いきなり非常にどうでもいいが、プロフィールに「めんどうくさがり屋」というのを追加しようかと思い立つ。そういう職業。なにかを売っている。
なにを売っているのか。めんどうくささ・・・めんどうくさくなる気分・・・めんどうくさい。どうでもいいが、それを考えるのが面倒くさい。あまりもなんというか、すべてが面倒だ。
そんな職業。




ふと思うのだが、いま、ニホンのあちらの方のために進められているだろう都市計画案に、そういうお店が入っていたら、どうなるのだろうかと想像する。
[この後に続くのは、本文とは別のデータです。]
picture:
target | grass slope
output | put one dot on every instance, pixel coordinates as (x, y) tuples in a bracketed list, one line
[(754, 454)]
ある商店街。お魚屋さんがあって、八百屋さんがあって、酒屋さんがあって、その隣にめんどうくさがり屋さんがある・・・
たぶん、主人はコワそうなオヤジがやっているのではないか。ものすごいコワい顔をしている。けれど、基本的なスタイルとしては、机のうえにアゴをのせていて、目はトロンとしたかんじ。やる気がない。なぜなら面倒くさいから。
たぶん商品は、たくさんある。けれど、どれにも値札は貼っていない。なぜなら面倒くさいから。お客が来て、それいくらですか、と訊いたら、ギロリとにらまれる。返事そのものがめんどうなのだ。
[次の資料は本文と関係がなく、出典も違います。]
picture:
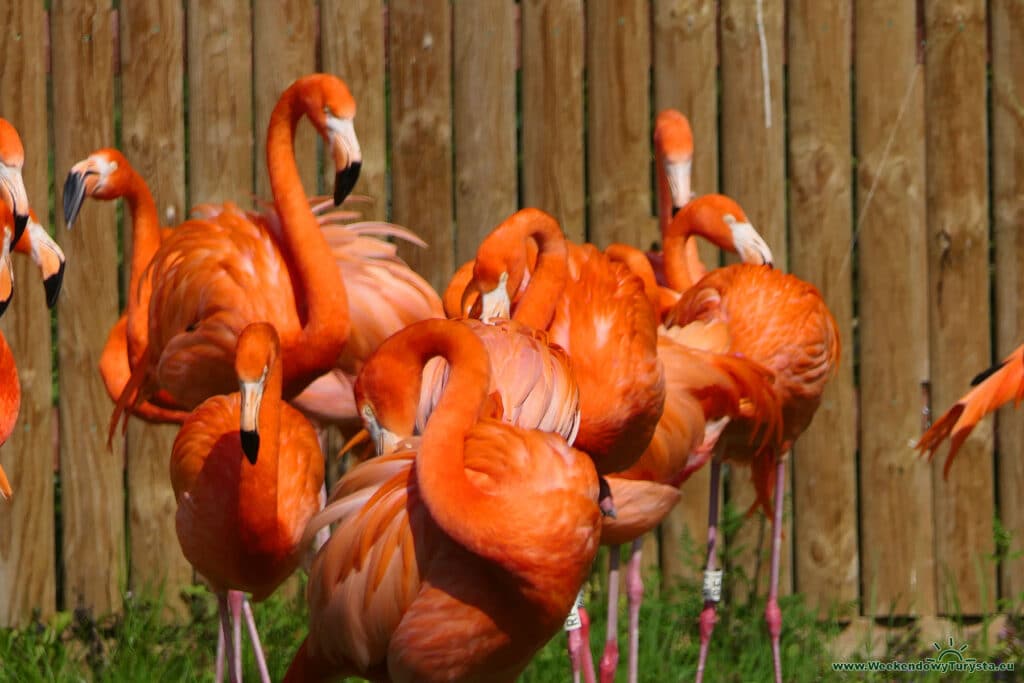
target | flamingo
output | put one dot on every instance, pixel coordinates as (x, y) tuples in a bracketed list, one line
[(211, 278), (458, 555), (26, 235), (247, 472), (992, 388), (705, 389), (596, 310), (781, 323)]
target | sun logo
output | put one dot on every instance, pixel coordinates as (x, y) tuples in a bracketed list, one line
[(949, 653)]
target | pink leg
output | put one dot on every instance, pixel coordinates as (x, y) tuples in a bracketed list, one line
[(609, 660), (247, 610), (773, 615), (588, 659), (235, 602), (218, 674), (225, 628), (713, 579), (634, 593)]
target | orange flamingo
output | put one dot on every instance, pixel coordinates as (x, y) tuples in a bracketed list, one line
[(781, 323), (247, 472), (596, 310), (992, 388), (458, 555), (211, 278), (704, 390)]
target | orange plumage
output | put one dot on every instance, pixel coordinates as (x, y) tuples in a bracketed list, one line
[(459, 555)]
そんな商店街は、たぶんちょっとした観光名所になるかもしれない。変わったお店のある商店街として。ツアーとか組まれたり。
たくさんのお客が、バスかなにかに乗って、やる気満々で訪れる。地味を生かした八百屋さん、地酒のある酒屋さん、とれたての鮮魚のある魚屋さん。テンションはあがりつづける。
・・・が、最後はけっきょく、みんなで机の上にアゴを乗せて、うつろな目で天井をみつめることになるだろう。どうやら面倒くさくなってしまった。あーあ。休んだら、とりあえず帰るか。
そんな日帰りバスツアー



たぶんそのお店は、けれどずっといつまでも開いている。閉めるのが面倒くさいからだ。他のお店が閉店しても、シャッターをおろしても。
あるいは、高齢化や過疎化で街が衰退し、まわりがすべてシャッターだらけになったとしても、そこだけは開いている。閉めるのがめんどうだから。ただそれだけの理由で。


そんなお店を、こっそりと色んな人が訪れるかもしれない。たしかに、やる気のある人は、めんどうくさくなって帰ってしまう。でも、やる気といっても色々あるのだ。なかには、睡眠薬をたくさん飲むヤル気に満ちている人だっているだろう。多くの人の悪意に疲れて、逃げることだけに一生懸命のひとだっているだろう。これからの未来の労苦を想像して、疲れてしまう人だっているだろう。そういう人が、こっそりとやってくる。


そこでは、さしあたりすべてが面倒くさくなる。他人の嫉妬、悪意、失望、恨み、そんなことに悩むことが面倒くさくなる。まあいいか、と、何かに絶望することが、面倒くさくなる。


ああ、めんどうくさいね。めんどうくささ、プライスレス。
そう言って、シャッターだらけの商店街で、たったひとつだけ店を開けているめんどうくさがり屋さんは、今日も地道に繁盛している。
なぜなら、あらゆる絶望に面倒くさくなったあと、地上に残されたのは、ただ希望だけだったから。